The Official Website of Best-Selling Author Sean Patrick Griffin

Federal appeals court to reconsider New Jersey sports betting case

by David Porter, The Philadelphia Inquirer

 

NEWARK, N.J. – Supporters of legalized sports betting in New Jersey won a victory Wednesday when an appeals court voted to reconsider an earlier ruling against the state.

That means an August ruling that struck down a law allowing sports betting at casinos and racetracks is vacated, and the full 3rd Circuit Court of Appeals in Philadelphia will hear the case.

It’s the latest development in a more than three-year court battle that began when the four major pro sports leagues and the National Collegiate Athletic Association sued New Jersey as the state prepared to start offering legal sports gambling.

Currently, only Nevada offers betting on individual games, and Delaware offers multigame parlay betting in which players must pick several games correctly to win.

Hundreds of billions of dollars are bet illegally on sports annually.
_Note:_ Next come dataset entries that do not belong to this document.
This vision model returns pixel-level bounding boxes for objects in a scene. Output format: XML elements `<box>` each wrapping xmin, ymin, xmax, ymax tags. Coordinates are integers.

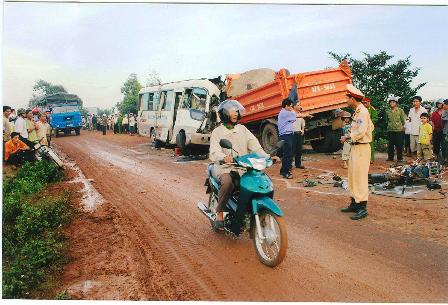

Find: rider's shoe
<box><xmin>213</xmin><ymin>219</ymin><xmax>224</xmax><ymax>231</ymax></box>
<box><xmin>350</xmin><ymin>201</ymin><xmax>369</xmax><ymax>220</ymax></box>
<box><xmin>341</xmin><ymin>198</ymin><xmax>357</xmax><ymax>213</ymax></box>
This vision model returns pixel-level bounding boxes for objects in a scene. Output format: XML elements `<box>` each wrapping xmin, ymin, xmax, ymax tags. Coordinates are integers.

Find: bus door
<box><xmin>157</xmin><ymin>90</ymin><xmax>174</xmax><ymax>142</ymax></box>
<box><xmin>169</xmin><ymin>90</ymin><xmax>184</xmax><ymax>141</ymax></box>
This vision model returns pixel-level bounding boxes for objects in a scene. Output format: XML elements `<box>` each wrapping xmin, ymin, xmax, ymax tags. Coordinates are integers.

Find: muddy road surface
<box><xmin>54</xmin><ymin>132</ymin><xmax>448</xmax><ymax>302</ymax></box>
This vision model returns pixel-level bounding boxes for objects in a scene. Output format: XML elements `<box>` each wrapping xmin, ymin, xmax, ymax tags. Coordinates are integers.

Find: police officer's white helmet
<box><xmin>218</xmin><ymin>100</ymin><xmax>246</xmax><ymax>123</ymax></box>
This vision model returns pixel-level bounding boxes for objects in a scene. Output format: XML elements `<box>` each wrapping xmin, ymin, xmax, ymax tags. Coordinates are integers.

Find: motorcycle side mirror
<box><xmin>219</xmin><ymin>139</ymin><xmax>232</xmax><ymax>149</ymax></box>
<box><xmin>275</xmin><ymin>140</ymin><xmax>285</xmax><ymax>149</ymax></box>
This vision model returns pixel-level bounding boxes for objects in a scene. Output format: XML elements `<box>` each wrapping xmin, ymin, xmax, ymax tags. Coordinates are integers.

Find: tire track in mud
<box><xmin>57</xmin><ymin>140</ymin><xmax>227</xmax><ymax>300</ymax></box>
<box><xmin>54</xmin><ymin>136</ymin><xmax>443</xmax><ymax>301</ymax></box>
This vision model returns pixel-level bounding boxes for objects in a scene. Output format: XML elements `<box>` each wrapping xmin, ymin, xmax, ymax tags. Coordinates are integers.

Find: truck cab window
<box><xmin>182</xmin><ymin>88</ymin><xmax>207</xmax><ymax>111</ymax></box>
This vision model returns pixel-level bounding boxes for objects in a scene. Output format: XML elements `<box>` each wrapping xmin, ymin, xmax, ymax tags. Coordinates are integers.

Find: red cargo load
<box><xmin>228</xmin><ymin>61</ymin><xmax>352</xmax><ymax>124</ymax></box>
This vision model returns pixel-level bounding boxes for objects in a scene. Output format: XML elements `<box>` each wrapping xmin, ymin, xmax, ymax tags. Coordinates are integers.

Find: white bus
<box><xmin>138</xmin><ymin>79</ymin><xmax>220</xmax><ymax>154</ymax></box>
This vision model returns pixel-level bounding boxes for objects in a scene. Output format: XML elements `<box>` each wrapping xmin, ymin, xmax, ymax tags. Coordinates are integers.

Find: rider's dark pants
<box><xmin>280</xmin><ymin>133</ymin><xmax>293</xmax><ymax>176</ymax></box>
<box><xmin>6</xmin><ymin>150</ymin><xmax>35</xmax><ymax>165</ymax></box>
<box><xmin>19</xmin><ymin>135</ymin><xmax>34</xmax><ymax>148</ymax></box>
<box><xmin>216</xmin><ymin>174</ymin><xmax>235</xmax><ymax>212</ymax></box>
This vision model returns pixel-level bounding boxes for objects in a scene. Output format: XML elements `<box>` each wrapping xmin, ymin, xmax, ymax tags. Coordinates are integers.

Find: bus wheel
<box><xmin>176</xmin><ymin>130</ymin><xmax>191</xmax><ymax>156</ymax></box>
<box><xmin>261</xmin><ymin>124</ymin><xmax>278</xmax><ymax>151</ymax></box>
<box><xmin>150</xmin><ymin>129</ymin><xmax>162</xmax><ymax>148</ymax></box>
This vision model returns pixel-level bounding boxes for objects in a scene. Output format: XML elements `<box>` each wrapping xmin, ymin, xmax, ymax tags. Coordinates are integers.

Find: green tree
<box><xmin>28</xmin><ymin>79</ymin><xmax>67</xmax><ymax>108</ymax></box>
<box><xmin>328</xmin><ymin>51</ymin><xmax>426</xmax><ymax>138</ymax></box>
<box><xmin>117</xmin><ymin>73</ymin><xmax>142</xmax><ymax>113</ymax></box>
<box><xmin>146</xmin><ymin>70</ymin><xmax>162</xmax><ymax>87</ymax></box>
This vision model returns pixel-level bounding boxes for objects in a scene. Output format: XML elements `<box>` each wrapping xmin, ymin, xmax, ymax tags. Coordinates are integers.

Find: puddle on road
<box><xmin>66</xmin><ymin>162</ymin><xmax>104</xmax><ymax>211</ymax></box>
<box><xmin>53</xmin><ymin>146</ymin><xmax>104</xmax><ymax>212</ymax></box>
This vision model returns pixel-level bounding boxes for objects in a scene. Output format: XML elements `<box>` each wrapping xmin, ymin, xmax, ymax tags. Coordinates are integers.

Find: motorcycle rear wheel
<box><xmin>207</xmin><ymin>191</ymin><xmax>218</xmax><ymax>232</ymax></box>
<box><xmin>252</xmin><ymin>210</ymin><xmax>288</xmax><ymax>267</ymax></box>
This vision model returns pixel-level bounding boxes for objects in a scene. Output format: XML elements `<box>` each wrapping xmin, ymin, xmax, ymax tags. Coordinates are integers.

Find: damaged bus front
<box><xmin>139</xmin><ymin>79</ymin><xmax>220</xmax><ymax>155</ymax></box>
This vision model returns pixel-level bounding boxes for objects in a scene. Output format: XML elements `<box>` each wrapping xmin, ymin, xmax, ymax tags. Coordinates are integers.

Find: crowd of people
<box><xmin>83</xmin><ymin>112</ymin><xmax>138</xmax><ymax>136</ymax></box>
<box><xmin>3</xmin><ymin>106</ymin><xmax>51</xmax><ymax>166</ymax></box>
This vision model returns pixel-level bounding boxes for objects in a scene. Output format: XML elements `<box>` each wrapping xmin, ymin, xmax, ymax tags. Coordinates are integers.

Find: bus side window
<box><xmin>182</xmin><ymin>89</ymin><xmax>193</xmax><ymax>109</ymax></box>
<box><xmin>147</xmin><ymin>93</ymin><xmax>154</xmax><ymax>111</ymax></box>
<box><xmin>153</xmin><ymin>92</ymin><xmax>160</xmax><ymax>111</ymax></box>
<box><xmin>140</xmin><ymin>93</ymin><xmax>149</xmax><ymax>111</ymax></box>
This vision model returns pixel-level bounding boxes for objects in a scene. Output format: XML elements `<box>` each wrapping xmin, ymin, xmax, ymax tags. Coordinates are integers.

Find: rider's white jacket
<box><xmin>209</xmin><ymin>124</ymin><xmax>269</xmax><ymax>177</ymax></box>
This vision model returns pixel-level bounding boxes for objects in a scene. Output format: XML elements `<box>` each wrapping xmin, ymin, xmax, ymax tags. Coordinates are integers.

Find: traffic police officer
<box><xmin>341</xmin><ymin>84</ymin><xmax>374</xmax><ymax>220</ymax></box>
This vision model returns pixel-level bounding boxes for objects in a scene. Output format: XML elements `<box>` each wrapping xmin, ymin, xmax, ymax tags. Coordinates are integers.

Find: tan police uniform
<box><xmin>348</xmin><ymin>103</ymin><xmax>374</xmax><ymax>203</ymax></box>
<box><xmin>209</xmin><ymin>124</ymin><xmax>269</xmax><ymax>178</ymax></box>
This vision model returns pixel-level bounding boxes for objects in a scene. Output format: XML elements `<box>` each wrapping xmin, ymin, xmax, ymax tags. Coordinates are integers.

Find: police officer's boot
<box><xmin>341</xmin><ymin>197</ymin><xmax>356</xmax><ymax>213</ymax></box>
<box><xmin>350</xmin><ymin>201</ymin><xmax>369</xmax><ymax>220</ymax></box>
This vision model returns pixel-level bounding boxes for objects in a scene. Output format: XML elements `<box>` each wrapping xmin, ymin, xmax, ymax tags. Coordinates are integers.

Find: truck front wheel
<box><xmin>261</xmin><ymin>123</ymin><xmax>278</xmax><ymax>152</ymax></box>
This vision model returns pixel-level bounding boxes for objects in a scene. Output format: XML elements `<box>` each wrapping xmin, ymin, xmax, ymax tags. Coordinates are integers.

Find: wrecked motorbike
<box><xmin>369</xmin><ymin>162</ymin><xmax>441</xmax><ymax>188</ymax></box>
<box><xmin>198</xmin><ymin>140</ymin><xmax>288</xmax><ymax>267</ymax></box>
<box><xmin>31</xmin><ymin>141</ymin><xmax>64</xmax><ymax>167</ymax></box>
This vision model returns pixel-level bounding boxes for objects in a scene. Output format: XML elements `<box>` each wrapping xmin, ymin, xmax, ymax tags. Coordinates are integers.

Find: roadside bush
<box><xmin>2</xmin><ymin>161</ymin><xmax>71</xmax><ymax>298</ymax></box>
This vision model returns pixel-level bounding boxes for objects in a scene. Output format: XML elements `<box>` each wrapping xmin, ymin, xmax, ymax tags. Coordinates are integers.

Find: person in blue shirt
<box><xmin>278</xmin><ymin>98</ymin><xmax>297</xmax><ymax>179</ymax></box>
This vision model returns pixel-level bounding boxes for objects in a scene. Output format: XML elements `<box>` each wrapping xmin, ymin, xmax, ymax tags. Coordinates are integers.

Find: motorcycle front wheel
<box><xmin>252</xmin><ymin>210</ymin><xmax>288</xmax><ymax>267</ymax></box>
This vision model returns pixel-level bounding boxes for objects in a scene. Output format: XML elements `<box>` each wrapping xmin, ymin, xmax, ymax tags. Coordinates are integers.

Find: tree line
<box><xmin>29</xmin><ymin>51</ymin><xmax>426</xmax><ymax>138</ymax></box>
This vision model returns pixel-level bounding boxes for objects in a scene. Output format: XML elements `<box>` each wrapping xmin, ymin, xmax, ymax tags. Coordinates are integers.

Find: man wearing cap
<box><xmin>431</xmin><ymin>99</ymin><xmax>444</xmax><ymax>160</ymax></box>
<box><xmin>5</xmin><ymin>132</ymin><xmax>35</xmax><ymax>165</ymax></box>
<box><xmin>341</xmin><ymin>84</ymin><xmax>374</xmax><ymax>220</ymax></box>
<box><xmin>442</xmin><ymin>99</ymin><xmax>448</xmax><ymax>166</ymax></box>
<box><xmin>3</xmin><ymin>106</ymin><xmax>11</xmax><ymax>160</ymax></box>
<box><xmin>101</xmin><ymin>113</ymin><xmax>107</xmax><ymax>136</ymax></box>
<box><xmin>386</xmin><ymin>96</ymin><xmax>406</xmax><ymax>162</ymax></box>
<box><xmin>362</xmin><ymin>97</ymin><xmax>378</xmax><ymax>163</ymax></box>
<box><xmin>14</xmin><ymin>108</ymin><xmax>28</xmax><ymax>145</ymax></box>
<box><xmin>408</xmin><ymin>96</ymin><xmax>428</xmax><ymax>152</ymax></box>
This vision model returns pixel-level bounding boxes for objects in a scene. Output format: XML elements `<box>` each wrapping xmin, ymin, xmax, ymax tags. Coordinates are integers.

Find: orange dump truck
<box><xmin>226</xmin><ymin>61</ymin><xmax>352</xmax><ymax>152</ymax></box>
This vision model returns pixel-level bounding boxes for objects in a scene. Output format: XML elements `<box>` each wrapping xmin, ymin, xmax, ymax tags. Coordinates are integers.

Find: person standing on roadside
<box><xmin>121</xmin><ymin>114</ymin><xmax>129</xmax><ymax>134</ymax></box>
<box><xmin>292</xmin><ymin>103</ymin><xmax>305</xmax><ymax>169</ymax></box>
<box><xmin>36</xmin><ymin>113</ymin><xmax>51</xmax><ymax>146</ymax></box>
<box><xmin>431</xmin><ymin>99</ymin><xmax>444</xmax><ymax>160</ymax></box>
<box><xmin>340</xmin><ymin>111</ymin><xmax>352</xmax><ymax>169</ymax></box>
<box><xmin>14</xmin><ymin>108</ymin><xmax>31</xmax><ymax>146</ymax></box>
<box><xmin>386</xmin><ymin>96</ymin><xmax>406</xmax><ymax>162</ymax></box>
<box><xmin>25</xmin><ymin>110</ymin><xmax>38</xmax><ymax>142</ymax></box>
<box><xmin>92</xmin><ymin>115</ymin><xmax>98</xmax><ymax>130</ymax></box>
<box><xmin>341</xmin><ymin>84</ymin><xmax>374</xmax><ymax>220</ymax></box>
<box><xmin>3</xmin><ymin>106</ymin><xmax>12</xmax><ymax>160</ymax></box>
<box><xmin>408</xmin><ymin>96</ymin><xmax>427</xmax><ymax>153</ymax></box>
<box><xmin>117</xmin><ymin>113</ymin><xmax>123</xmax><ymax>134</ymax></box>
<box><xmin>362</xmin><ymin>97</ymin><xmax>378</xmax><ymax>163</ymax></box>
<box><xmin>278</xmin><ymin>98</ymin><xmax>297</xmax><ymax>179</ymax></box>
<box><xmin>101</xmin><ymin>113</ymin><xmax>107</xmax><ymax>136</ymax></box>
<box><xmin>442</xmin><ymin>99</ymin><xmax>448</xmax><ymax>166</ymax></box>
<box><xmin>129</xmin><ymin>112</ymin><xmax>135</xmax><ymax>136</ymax></box>
<box><xmin>417</xmin><ymin>113</ymin><xmax>433</xmax><ymax>162</ymax></box>
<box><xmin>114</xmin><ymin>113</ymin><xmax>118</xmax><ymax>134</ymax></box>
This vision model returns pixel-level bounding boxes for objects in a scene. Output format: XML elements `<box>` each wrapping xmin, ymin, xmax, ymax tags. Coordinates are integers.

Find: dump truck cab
<box><xmin>40</xmin><ymin>93</ymin><xmax>82</xmax><ymax>136</ymax></box>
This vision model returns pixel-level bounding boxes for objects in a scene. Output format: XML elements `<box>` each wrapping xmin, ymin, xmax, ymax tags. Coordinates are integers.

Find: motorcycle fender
<box><xmin>204</xmin><ymin>178</ymin><xmax>212</xmax><ymax>194</ymax></box>
<box><xmin>252</xmin><ymin>196</ymin><xmax>283</xmax><ymax>217</ymax></box>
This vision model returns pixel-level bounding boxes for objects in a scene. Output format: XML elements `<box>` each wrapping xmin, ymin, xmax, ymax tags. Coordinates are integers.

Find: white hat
<box><xmin>387</xmin><ymin>95</ymin><xmax>400</xmax><ymax>103</ymax></box>
<box><xmin>346</xmin><ymin>84</ymin><xmax>364</xmax><ymax>99</ymax></box>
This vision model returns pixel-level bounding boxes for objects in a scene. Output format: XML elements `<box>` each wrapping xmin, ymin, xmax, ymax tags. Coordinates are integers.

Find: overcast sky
<box><xmin>3</xmin><ymin>2</ymin><xmax>448</xmax><ymax>108</ymax></box>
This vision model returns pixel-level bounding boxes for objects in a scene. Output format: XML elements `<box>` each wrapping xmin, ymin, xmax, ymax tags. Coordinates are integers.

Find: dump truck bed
<box><xmin>227</xmin><ymin>61</ymin><xmax>352</xmax><ymax>123</ymax></box>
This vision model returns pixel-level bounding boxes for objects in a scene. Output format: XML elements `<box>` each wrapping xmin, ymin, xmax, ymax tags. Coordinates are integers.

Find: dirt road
<box><xmin>54</xmin><ymin>132</ymin><xmax>448</xmax><ymax>302</ymax></box>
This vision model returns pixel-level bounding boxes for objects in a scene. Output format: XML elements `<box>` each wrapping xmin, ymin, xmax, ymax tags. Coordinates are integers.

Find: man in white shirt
<box><xmin>14</xmin><ymin>108</ymin><xmax>28</xmax><ymax>144</ymax></box>
<box><xmin>292</xmin><ymin>103</ymin><xmax>305</xmax><ymax>169</ymax></box>
<box><xmin>408</xmin><ymin>96</ymin><xmax>427</xmax><ymax>153</ymax></box>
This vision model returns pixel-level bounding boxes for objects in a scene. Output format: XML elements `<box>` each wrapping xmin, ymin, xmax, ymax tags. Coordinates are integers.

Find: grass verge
<box><xmin>2</xmin><ymin>160</ymin><xmax>72</xmax><ymax>299</ymax></box>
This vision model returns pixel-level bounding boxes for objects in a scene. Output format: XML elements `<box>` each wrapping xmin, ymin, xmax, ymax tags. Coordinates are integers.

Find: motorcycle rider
<box><xmin>209</xmin><ymin>100</ymin><xmax>280</xmax><ymax>229</ymax></box>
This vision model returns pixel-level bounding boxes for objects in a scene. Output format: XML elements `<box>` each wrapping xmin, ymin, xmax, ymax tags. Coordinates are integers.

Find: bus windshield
<box><xmin>183</xmin><ymin>88</ymin><xmax>207</xmax><ymax>111</ymax></box>
<box><xmin>53</xmin><ymin>106</ymin><xmax>79</xmax><ymax>113</ymax></box>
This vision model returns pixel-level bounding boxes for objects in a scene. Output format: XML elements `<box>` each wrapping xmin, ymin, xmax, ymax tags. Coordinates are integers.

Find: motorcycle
<box><xmin>197</xmin><ymin>139</ymin><xmax>288</xmax><ymax>267</ymax></box>
<box><xmin>31</xmin><ymin>139</ymin><xmax>64</xmax><ymax>167</ymax></box>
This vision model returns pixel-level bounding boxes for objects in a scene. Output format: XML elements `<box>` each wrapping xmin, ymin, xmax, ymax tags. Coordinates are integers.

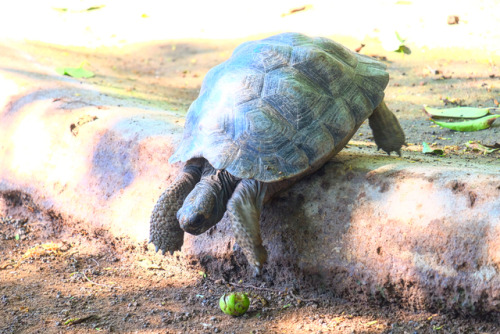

Several court rulings in the New Jersey case have sided with the leagues and NCAA in holding that New Jersey’s law repealing prohibitions against sports gambling amounts to state authorization, which conflicts with a 1992 federal law.

The state argued that two 2-1 rulings by the 3rd Circuit, one in 2013 and the other in August, offer opposing interpretations, making the issue unresolved.

In its petition for a rehearing, attorneys for the state noted that 3rd Circuit Judge Julio Fuentes wrote in his dissent from the August ruling that the two decisions are “precisely the opposite.” The first held that New Jersey could repeal laws against sports betting without violating federal law, while the second held that doing so would violate it.